Why anchors instead of a single product description? Because real buyers don’t describe your features — they describe their pain. Several short anchors covering different framings of the same intent outperform a single long product blurb on every dataset we’ve tested.
3. Multi-factor geometric mean
Embedding similarity is necessary but not sufficient. A post can match an anchor semantically but still be irrelevant — a stale repost, a comment from someone with no audience, a sarcastic reply. Mantidae combines five components into one weighted geometric mean:
- Embedding match — cosine similarity to the closest anchor
- Keyword density — buy-signal keywords found in the post
- Freshness — exponential decay on age, faster on social platforms
- Engagement — comment / vote count where available
- Author reputation — follower / karma signal where available
We use a geometric mean instead of a weighted sum because it punishes weak components more aggressively — a post with a great embedding match but zero engagement and a stale timestamp shouldn’t score as high as a fresher, more-engaged post. The geometric mean enforces that all signals matter.
The output is a 0–100 content score — the truth signal before any post-processing.
4. The competitor-floor heuristic and its honesty cost
If a post mentions one of your configured competitor names, Mantidae enforces a minimum score of 75. Why: someone publicly evaluating your competitor is one of the highest-intent signals there is, and you don’t want a weak embedding match to bury it.
The cost: this rule fires for any mention of the competitor — including the competitor’s own marketers talking about their own product. To stay honest about it, Mantidae preserves the pre-floor content_score alongside the post-floor signal_score. The dashboard surfaces both numbers and visually flags missions where the gap between them is ≥ 30 points.
Crucially, the role assignment for the drafting swarm uses content_score, not signal_score. So a misclassified competitor mention surfaces in the queue (good — operator should still see it) but the draft stays value-first instead of getting upgraded to a closing pitch (good — we don’t want to send hard CTAs to the competitor’s own marketing team).
5. Reinforcement-learning feedback loop
Each listening station (an RSS feed, a subreddit, an HN search) carries its own rl_weight (default 1.0, clamped 0.5–2.0). When a post comes in, Mantidae multiplies the raw signal score by the source station’s weight before the 50-point threshold. So the system can demote a single noisy feed without penalising the rest of the product’s sources.
The weight updates on every operator decision. Approvals are flat; rejections are reason-aware — the size of the penalty matches how unambiguous the failure mode is.
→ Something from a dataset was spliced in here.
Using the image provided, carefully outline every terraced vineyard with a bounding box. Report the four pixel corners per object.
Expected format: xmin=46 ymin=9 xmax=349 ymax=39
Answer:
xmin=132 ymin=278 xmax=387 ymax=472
- Approve a mission → +0.05 (this station produces leads worth pursuing)
- Reject — spam → −0.04 (bot or promoted post — strongest signal that the feed is broken)
- Reject — not_relevant → −0.03 (wrong audience or topic for this product)
- Reject — no_reason / too_vague → −0.02 (default; weak signal)
- Reject — sarcasm / wrong_product → −0.01 (real signal, just not buyable — gentlest)
- Reject — already_customer → 0.00 (positive outcome misclassified as a lead — no penalty)
Approvals are larger than the typical rejection penalty for the same reason as before: false negatives (missing a real prospect) cost more than false positives (one extra mission to skim). Per-station weights mean RL behaves like a feed quality score that actually distinguishes which sources are working — not a single global multiplier that drags every station for the product down together.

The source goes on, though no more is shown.